Una mujer yanomami carga con un niño en un centro de apoyo a los pueblos indígenas en Boa Vista (Brasil).
Una mujer yanomami carga con un niño en un centro de apoyo a los pueblos indígenas en Boa Vista (Brasil).Edmar Barros (AP)
Eliane Brum

El resultado de los cuatro años de laboratorio de la extrema derecha en Brasil emerge en forma de cuerpos infantiles. Desde el 20 de enero, cuando salió a la luz que por lo menos 570 niños indígenas del pueblo yanomami habían muerto de causas evitables, Brasil y el mundo observan horrorizados las imágenes de los cuerpos escuálidos que se están rescatando en la selva. La denuncia la hizo Sumaúma, una plataforma de periodismo con base en la Amazonia que ideé con un pequeño grupo de experimentados periodistas. Enseguida, Lula da Silva se llevó a una parte de su ministerio a la región, el Supremo Tribunal Federal determinó que se abriera una investigación a las autoridades del Gobierno de Jair Bolsonaro por genocidio y, en tan solo dos días, el 22 y 23 de enero, casi 20.000 sanitarios se presentaron como voluntarios para ayudar a la sanidad pública a rescatar a los hambrientos, desnutridos, enfermos y casi muertos yanomamis.

Las escenas espeluznantes son una lección para el mundo: la extrema derecha se instaló en el Gobierno brasileño de 2018 a 2021 mediante un proceso democrático, tras años de señales elocuentes que se ignoraron; con el respaldo de las Fuerzas Armadas, que durante cuatro años coquetearon con un golpe sin que les molestaran quienes tenían el deber de hacer cumplir la Constitución; con el apoyo de una parte significativa del empresariado nacional y de las élites brasileñas; y defendido por una horda de fanáticos armados que protagonizaron una serie de delitos hasta que finalmente intentaron dar un golpe de Estado el 8 de enero, después de pasarse meses confraternizando alegre e impunemente ante los cuarteles del Ejército.

Que los yanomamis estaban viviendo una catástrofe humana ya se sabía, lo que se ignoraba era la dimensión. En septiembre del año pasado, la periodista Talita Bedinelli ya había revelado que los niños morían vomitando lombrices por falta de vermífugos. En el mismo reportaje, mostró que las niñas yanomamis sufrían violaciones grupales. Hambrientas, se prostituían a cambio de arroz o salchichas. Su territorio, invadido por miles de mineros ilegales en busca de oro, estimulados por Bolsonaro, estaba desfigurado: los ríos contaminados de mercurio, los huertos destruidos y el hambre y las enfermedades extendiéndose. Aun así, Bolsonaro casi gana las elecciones a la presidencia, y en ese caso ¿cuántos miles de yanomamis habrían seguido muriéndose de hambre, malaria y otras enfermedades en la selva?

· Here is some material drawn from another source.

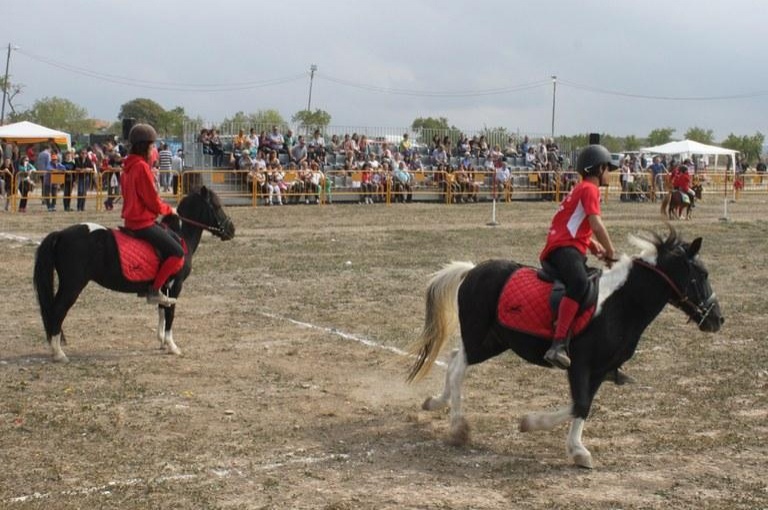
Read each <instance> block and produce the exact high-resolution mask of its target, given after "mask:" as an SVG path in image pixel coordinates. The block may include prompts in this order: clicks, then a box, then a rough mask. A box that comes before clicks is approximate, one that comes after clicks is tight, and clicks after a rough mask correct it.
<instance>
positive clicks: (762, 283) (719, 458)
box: [0, 195, 768, 509]
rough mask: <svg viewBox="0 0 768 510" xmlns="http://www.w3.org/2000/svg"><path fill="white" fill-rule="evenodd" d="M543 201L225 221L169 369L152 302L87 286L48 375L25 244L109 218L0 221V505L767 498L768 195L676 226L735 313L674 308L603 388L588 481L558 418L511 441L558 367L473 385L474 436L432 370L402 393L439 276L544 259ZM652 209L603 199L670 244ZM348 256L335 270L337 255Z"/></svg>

Todos presenciaron en tiempo real lo que Bolsonaro era capaz de hacer. Pero, aunque veía que ejecutaba un plan de propagación del virus de la covid-19 que provocó la muerte de 700.000 personas durante la pandemia, como denunció EL PAÍS, una parte de la élite jurídica e intelectual de Brasil dudaba en llamar genocidio al genocidio. Hoy, tras el desfile de niños y adultos indígenas semimuertos, la mayoría condenados a sufrir graves secuelas si sobreviven, la palabra genocidio empieza a frecuentar el vocabulario incluso de los cobardes. El coste humano de la extrema derecha que llegó al poder mediante el voto solo ha empezado a ser expuesto. Y Brasil empieza a descubrir que, si sigue tolerando genocidios, pronto no quedará país.